2. Let me be clear on my argument about results flat-lining and there being no “lasting improvement”. The “lasting improvement” that I’m mentioning are ONLY learning objectives. So said another way, if there was an exam covering X taught with media Y where students score Z right now….in 10 to 30 years, learners will still score Z even if XR is the media.  I’m sticking to apples to apples comparisons. I’m NOT talking about other things like XR affordances, which would introduce apples to kiwi to melon comparisons….which are not comparisons and are not fair.  

So I’m not talking about XR doing things like increasing access to resources due to manipulations of time, space, geography, physics, etc. Those things are affordances, the characteristics that belong or sort-of stick to a media form.

The conversation about affordances is fascinating and I’d love to have it! As a designer, knowing the positives and negatives about each media is my specialty! (See my XR platforms writing.) However, I’m also bound as designer to not force any decision about the “best” media upon a client. The clients decides what they will select, what they will pay for, what they will invest in long-term and thus the client accepts both the positive and negative consequences of their decision, their “opportunity cost”. So by default, I almost never like to say this is “the best” when it comes to an XR platform.

3. Timeline = I used smartphones as an example in the video but I’m really brief about it.  But it is in somewhat recent memory that smartphones went from a new technology to everyone having one.  How long did that take?  Hmm… lemme check:

First arguable smartphone: 1992.

2022: as shown in the video there are enough smartphones in the US for every adult to have one. Translation = the US market is saturated. Smartphones are ubiquitous. 

1992 to 2022. So that took 30 years.

I’m fine with adding in Moore’s Law here.  So the adoption of XR until the point of it being ubiquitous and saturated– how long will that take?

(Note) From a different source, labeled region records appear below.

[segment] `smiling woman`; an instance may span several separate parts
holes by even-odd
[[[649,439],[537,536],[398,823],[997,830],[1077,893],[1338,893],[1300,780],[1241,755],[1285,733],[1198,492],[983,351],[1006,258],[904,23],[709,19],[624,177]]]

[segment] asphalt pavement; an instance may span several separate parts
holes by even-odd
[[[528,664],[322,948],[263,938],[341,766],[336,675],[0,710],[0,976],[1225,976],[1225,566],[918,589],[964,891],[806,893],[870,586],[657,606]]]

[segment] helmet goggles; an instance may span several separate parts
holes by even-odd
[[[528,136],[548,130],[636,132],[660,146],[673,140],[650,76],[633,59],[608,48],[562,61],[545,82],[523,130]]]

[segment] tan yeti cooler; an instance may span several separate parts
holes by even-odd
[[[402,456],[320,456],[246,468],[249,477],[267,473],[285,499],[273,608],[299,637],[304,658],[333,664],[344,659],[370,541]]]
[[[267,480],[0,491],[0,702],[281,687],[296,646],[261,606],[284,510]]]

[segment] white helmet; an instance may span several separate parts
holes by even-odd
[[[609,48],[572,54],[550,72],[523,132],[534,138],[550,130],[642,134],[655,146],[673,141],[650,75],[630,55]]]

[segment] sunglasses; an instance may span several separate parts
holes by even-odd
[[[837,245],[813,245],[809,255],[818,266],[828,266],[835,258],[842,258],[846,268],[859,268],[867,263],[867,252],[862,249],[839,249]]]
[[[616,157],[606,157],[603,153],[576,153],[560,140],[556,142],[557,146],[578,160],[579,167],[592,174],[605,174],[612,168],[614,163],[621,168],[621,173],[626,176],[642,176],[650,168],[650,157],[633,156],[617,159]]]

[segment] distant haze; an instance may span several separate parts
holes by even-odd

Hmm… I’m guessing but I’m more comfortable saying closer the 10 years from 2022 than 5 years.  That puts my guess at 2032.

Now now, you pro-XR folks out there! I heard your cry! 10 years!!  Don’t be sad.  Remember what is between HERE and THERE: a great big increase, an expansion, a bubble, GROWTH.  It will be a good 10 years.  (Imagine what the first 10 years was like for smartphone manufacturers Nokia and Apple, whoohoo!)